Task parallel programs can have correctness issues such as data races and atomicity violations, similar to multithreaded programs. A program exhibits a data race when there are multiple accesses to a shared memory location, at least one of them is a write, and there is no ordering between these accesses. In the absence of locks, a data race occurs when these accesses are not ordered by task management (spawn/sync) constructs. In the presence of locks, a data race occurs when two parallel accesses (one of which is a write) are not protected by a common lock. This tutorial demostrates techniques to detect data races per-input for a given task parallel program.
This tutorial will educate participants on identifying parallelism bottlenecks in task parallel programs. A common metric used to quantify the performance of a task parallel program is asymptotic parallelism, which measures the potential speedup when the program is executed on a large number of processors. It is constrained by the longest chain of tasks that must be executed sequentially (also known as the span or the critical work). Hence, asymptotic parallelism is the ratio of the total work and the critical work performed by the program for a given input. A scalable program must have large asymptotic parallelism. A task parallel program can have low asymptotic parallelism due to multiple factors: coarse-grained tasks, limited work performed by the program, and secondary effects of execution such as contention, low locality, and false sharing.
In this tutorial, we will introduce TaskProf, a profiler that measures asymptotic parallelism in task parallel programs for a given input. TaskProf computes an accurate parallelism profile by performing fine-grained attribution of work to various parts of the program using the structure of a task parallel execution. We will highlight the causal profile feature of TaskProf. TaskProf's causal profile allows users to estimate improvements in parallelism when regions of code are optimized, even before concrete optimizations for them are known. Finally, we will have a hands-on exercise where participants use TaskProf to identify parallelism bottlenecks, estimate the improvement from optimizing the bottlenecks, and design concrete optimizations to obtain performance improvements.

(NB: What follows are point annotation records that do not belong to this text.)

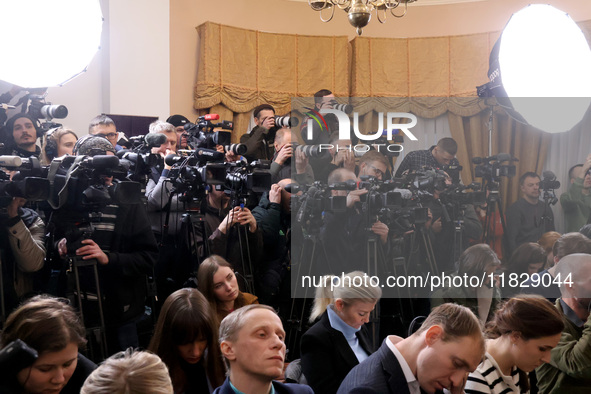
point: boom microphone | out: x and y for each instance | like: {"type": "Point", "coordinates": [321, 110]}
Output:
{"type": "Point", "coordinates": [154, 140]}
{"type": "Point", "coordinates": [10, 161]}
{"type": "Point", "coordinates": [209, 117]}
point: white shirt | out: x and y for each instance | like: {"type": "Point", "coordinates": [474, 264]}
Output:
{"type": "Point", "coordinates": [413, 384]}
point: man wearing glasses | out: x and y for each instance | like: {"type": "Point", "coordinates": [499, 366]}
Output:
{"type": "Point", "coordinates": [104, 126]}
{"type": "Point", "coordinates": [373, 163]}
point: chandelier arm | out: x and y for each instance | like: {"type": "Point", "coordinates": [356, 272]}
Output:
{"type": "Point", "coordinates": [342, 4]}
{"type": "Point", "coordinates": [325, 4]}
{"type": "Point", "coordinates": [331, 15]}
{"type": "Point", "coordinates": [382, 19]}
{"type": "Point", "coordinates": [405, 10]}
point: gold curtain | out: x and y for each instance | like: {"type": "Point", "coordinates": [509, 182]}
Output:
{"type": "Point", "coordinates": [523, 142]}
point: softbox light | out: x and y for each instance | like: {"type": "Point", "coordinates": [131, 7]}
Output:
{"type": "Point", "coordinates": [540, 69]}
{"type": "Point", "coordinates": [47, 42]}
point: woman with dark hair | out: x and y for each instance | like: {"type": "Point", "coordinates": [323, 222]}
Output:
{"type": "Point", "coordinates": [186, 339]}
{"type": "Point", "coordinates": [338, 341]}
{"type": "Point", "coordinates": [217, 281]}
{"type": "Point", "coordinates": [517, 344]}
{"type": "Point", "coordinates": [52, 328]}
{"type": "Point", "coordinates": [478, 261]}
{"type": "Point", "coordinates": [58, 142]}
{"type": "Point", "coordinates": [529, 258]}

8:30 - 8:45 : Introduction to task parallelism and challenges in writing performance portable programs
8:45 - 9:45 : Core algorithms used for parallelism profiling and what-if analyses
9:45 - 10:00: Demo of profiling with TaskProf
10:00 - 10:30 : Break
10:30 - 11:00 : Demo of bottleneck identifcation with TaskProf
11:00 - 12:00 : Hands-on session with TaskProf to find bottlenecks with two TBB applications
Familiarity with C++ and interest in performance analysis of parallel programs.
Artifacts for the Tutorial
- Measurement of inherent parallelism in a task parallel program
- Construction of series-parallel relationships and fine-grained measurements with task parallel programs
- What-If analyses to identify serialization bottlenecks
- Building debugging tools using series-parallel relationships
- Adarsh Yoga,and Santosh Nagarakatte - A Fast Causal Profiler For Task Parallel Programs - FSE 2017.
- Adarsh Yoga, Santosh Nagarakatte, and Aarti Gupta - Parallel Data Race Detection for Task Parallel Programs with Locks - FSE 2016.